= Hugh Maurice =

Welsh manuscript transcriber

Hugh Maurice (1775 – 18 March 1825) was a transcriber of Welsh manuscripts.

== Personal life ==
Hugh Maurice was born in Llanfihangel Glyn Myfyr to Peter Maurice and Jane Maurice, sister of Owen Jones, and was christened on 5 June.

Maurice married Elizabeth Mary Louisa in 1800 at St Olave's Church, Southwark, London. The wedding took place on the day of the Gwyneddigion Society's annual dinner; Maurice was the vice-president of the society at the time and the president and recorder (Thomas Roberts and John Jones) attended the wedding. The marriage took place unbeknownst to Elizabeth's father, Rowland Jones, a former president of the Gwyneddigion Society.

Hugh and Elizabeth Maurice had two sons and a daughter. His first-born son, Rowland, was also a translator and translated Nennius on 4 July 1817. Peter Maurice, born 29 June 1803, attended Jesus College, Oxford and became a priest on 13 Oct 1827. He worked as chaplain for New College (1828–58), All Souls (1837–58) and was vicar of Yarnton (1858–78). He also wrote hymns and church music, and pamphlets condemning Popery. Maurice's daughter, Jane Maurice, (born 19 October 1812) wrote twenty hymns that can be found in the 1861 Choral Hymn Book.

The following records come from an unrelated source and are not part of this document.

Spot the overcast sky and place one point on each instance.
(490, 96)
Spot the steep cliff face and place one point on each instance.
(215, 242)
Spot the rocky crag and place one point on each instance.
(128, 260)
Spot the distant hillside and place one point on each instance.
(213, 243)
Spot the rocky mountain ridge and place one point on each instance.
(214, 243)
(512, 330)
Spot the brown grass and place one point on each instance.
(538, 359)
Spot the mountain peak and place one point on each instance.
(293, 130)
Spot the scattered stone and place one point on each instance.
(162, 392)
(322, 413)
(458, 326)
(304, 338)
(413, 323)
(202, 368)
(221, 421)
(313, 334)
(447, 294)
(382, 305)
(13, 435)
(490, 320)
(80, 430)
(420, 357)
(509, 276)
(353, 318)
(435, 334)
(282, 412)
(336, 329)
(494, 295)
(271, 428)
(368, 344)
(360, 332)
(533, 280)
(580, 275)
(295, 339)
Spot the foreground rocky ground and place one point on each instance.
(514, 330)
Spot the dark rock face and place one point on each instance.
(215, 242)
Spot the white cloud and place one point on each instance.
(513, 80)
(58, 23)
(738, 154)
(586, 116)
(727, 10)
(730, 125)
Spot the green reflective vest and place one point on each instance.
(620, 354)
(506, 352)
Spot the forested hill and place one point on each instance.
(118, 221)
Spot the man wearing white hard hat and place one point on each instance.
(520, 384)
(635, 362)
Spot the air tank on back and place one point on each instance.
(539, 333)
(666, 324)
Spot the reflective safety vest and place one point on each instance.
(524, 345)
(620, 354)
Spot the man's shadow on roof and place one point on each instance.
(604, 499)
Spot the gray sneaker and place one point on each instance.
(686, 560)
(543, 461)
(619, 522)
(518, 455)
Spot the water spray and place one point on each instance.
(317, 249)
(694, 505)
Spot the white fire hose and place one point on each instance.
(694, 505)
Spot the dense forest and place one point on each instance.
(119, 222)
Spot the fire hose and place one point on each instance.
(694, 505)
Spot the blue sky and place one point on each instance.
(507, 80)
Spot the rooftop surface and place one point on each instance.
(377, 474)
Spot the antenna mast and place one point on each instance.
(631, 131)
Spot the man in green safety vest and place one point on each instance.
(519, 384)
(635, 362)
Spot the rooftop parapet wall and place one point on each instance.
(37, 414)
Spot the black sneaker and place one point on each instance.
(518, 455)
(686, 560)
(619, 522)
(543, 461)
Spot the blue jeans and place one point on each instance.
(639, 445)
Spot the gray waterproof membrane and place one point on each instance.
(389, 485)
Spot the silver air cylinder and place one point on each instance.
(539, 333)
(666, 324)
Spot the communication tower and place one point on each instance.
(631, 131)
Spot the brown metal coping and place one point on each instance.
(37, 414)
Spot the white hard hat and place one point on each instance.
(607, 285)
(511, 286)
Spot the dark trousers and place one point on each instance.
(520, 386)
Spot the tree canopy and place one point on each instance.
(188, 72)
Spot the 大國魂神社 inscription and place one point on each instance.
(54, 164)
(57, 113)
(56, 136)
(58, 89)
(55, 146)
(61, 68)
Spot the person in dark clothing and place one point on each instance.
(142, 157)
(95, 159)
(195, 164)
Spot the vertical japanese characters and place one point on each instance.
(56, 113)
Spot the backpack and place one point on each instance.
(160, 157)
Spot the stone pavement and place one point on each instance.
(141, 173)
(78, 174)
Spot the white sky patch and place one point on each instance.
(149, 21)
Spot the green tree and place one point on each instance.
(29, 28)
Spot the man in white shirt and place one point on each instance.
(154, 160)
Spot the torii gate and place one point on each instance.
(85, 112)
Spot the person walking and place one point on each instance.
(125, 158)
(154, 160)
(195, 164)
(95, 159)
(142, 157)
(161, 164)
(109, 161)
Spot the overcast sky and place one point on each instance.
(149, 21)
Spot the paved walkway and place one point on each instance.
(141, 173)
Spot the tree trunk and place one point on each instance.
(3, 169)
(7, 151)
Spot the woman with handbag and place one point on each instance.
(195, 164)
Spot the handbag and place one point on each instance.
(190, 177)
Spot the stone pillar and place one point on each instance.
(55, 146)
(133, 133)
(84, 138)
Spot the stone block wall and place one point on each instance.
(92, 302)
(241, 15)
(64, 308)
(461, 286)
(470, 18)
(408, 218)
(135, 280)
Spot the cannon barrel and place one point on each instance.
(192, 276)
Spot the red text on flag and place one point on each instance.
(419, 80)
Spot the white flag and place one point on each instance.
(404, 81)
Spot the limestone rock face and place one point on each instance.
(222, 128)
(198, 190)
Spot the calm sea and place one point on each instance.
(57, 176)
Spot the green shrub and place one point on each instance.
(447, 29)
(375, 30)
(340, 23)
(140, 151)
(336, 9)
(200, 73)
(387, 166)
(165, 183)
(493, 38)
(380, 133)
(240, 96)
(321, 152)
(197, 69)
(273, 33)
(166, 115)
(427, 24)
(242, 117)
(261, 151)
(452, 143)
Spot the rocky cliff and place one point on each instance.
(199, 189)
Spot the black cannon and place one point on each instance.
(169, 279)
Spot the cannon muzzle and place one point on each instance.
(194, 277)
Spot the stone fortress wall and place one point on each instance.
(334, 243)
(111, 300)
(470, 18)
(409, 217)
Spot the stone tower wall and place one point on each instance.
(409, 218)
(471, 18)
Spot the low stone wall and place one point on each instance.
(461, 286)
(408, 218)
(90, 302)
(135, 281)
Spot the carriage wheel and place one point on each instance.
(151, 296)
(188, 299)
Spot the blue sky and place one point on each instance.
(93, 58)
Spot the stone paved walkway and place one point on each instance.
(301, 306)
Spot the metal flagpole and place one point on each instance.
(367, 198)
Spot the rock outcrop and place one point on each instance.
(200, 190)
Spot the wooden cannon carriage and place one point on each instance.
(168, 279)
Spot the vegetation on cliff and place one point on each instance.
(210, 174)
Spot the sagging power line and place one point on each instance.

Maurice lived in many places over the course of his life, starting in Llanfihangel Glyn Myfyr before moving to Upper Thames Street, Tooley Street, Greenwich, Pengwern, Tremadoc and Plâs Gwyn in Llanrug until his death in 1825. He is buried at Llanfihangel Glyn Myfyr.

== Career ==
Maurice worked as a skinner in London with his uncle, and the two shared their literary interests. With Owen Jones as a teacher, Maurice learnt to transcribe Welsh manuscripts in prose and verse, becoming a principal member of the Gwyneddigion Society. He set up his own skinning business in Tooley street, transcribing as a hobby. His early transcripts include illustrations and calligraphy. A number of transcripts attributed to Maurice are in the Cymmrodorion collection and the "Bardoniaeth" Manuscripts in the British Library.

Maurice's contribution to The Myvyrian Archaiology of Wales (1801–1807) is acknowledged in the preface.